Bilinç (Şuur) dediğimiz kavram insanın kendisini, çevresini ve çevresinde olup biteni tanıma, algılama, fark etme yetisidir.
Spiritüel alemde ise bu kavramı algı ve bilgilerin zihinde duru ve aydınlık biçimde izlenme süreci olarak ifade edebiliriz.

Bilinci tam olarak anlatabilmek için aşağıda yaptığımız gibi bir ayırıma ihtiyaç vardır;

BİLİNÇ
(Günlük ve dünyevi işlerimizin algı ve ön kayıt alanı)

BİLİNÇDIŞI
(Günlük algı ve bilginin geçici hesaplaşma alanı, gün sonu hesaplaşma, bir başka ifade ile günlük muhasebe kayıt alanı, bir başka ifade ile geçici bilgi deposu)

BİLİNÇ ÖTESİ
(Bu bölüm kendi içinde "Bilinçüstü" ve "Bilinçaltı" diye ikiye ayrılır. Bilinçüstü dış tesirlere açık alan, bilinçaltı ise geçmiş hayata ait kayıtların olduğu alan)


Yukarıdaki şemada izah etmeye çalıştığım gibi, bütün bu kavramların toplamı aslında biz insanların düşünsel sisteminin toplamıdır. Bizleri var eden ve idare eden ana mekanizmanın tam da kendisi, adeta bir komuta merkezidir.

Şimdi bu kavramları tek, tek ele alıp anlamaya çalışalım;
İnsan denen varlığın beyne bağlı olan alanına bilinç, bağlı olmayan, bir başka ifade ile kontrol dışı serbest kalan alanına ise bilinç ötesi denir.
Bu iki alan arasında köprü vazifesi gören, ara alana ise şemada gösterildiği gibi bilinçdışı alan denir.

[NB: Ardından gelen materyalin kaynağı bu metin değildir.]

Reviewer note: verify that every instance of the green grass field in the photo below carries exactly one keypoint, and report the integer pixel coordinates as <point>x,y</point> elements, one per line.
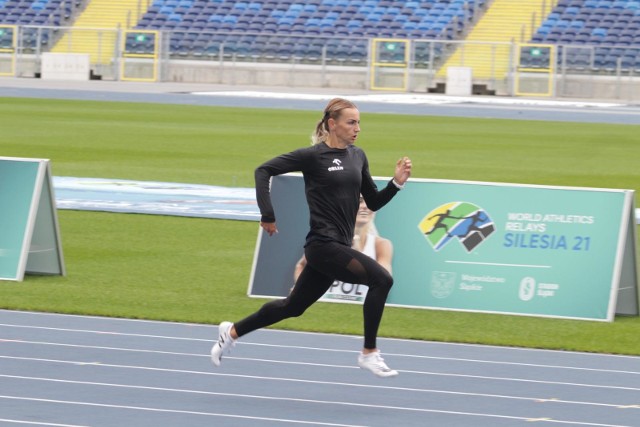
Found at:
<point>197,270</point>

Bundan sonra bahsi geçecek konuların daha iyi anlaşılabilmesi için, beş kavramın ve aralarında bulunan ilişkinin çok iyi  kavranması gerekir. 
Bunları tekrar edecek olursak; Bilinç, Bilinçdışı, Bilinç ötesi; (Bilinçaltı, Bilinçüstü)

Şimdi isterseniz konuyu ve kavramları biraz daha açalım...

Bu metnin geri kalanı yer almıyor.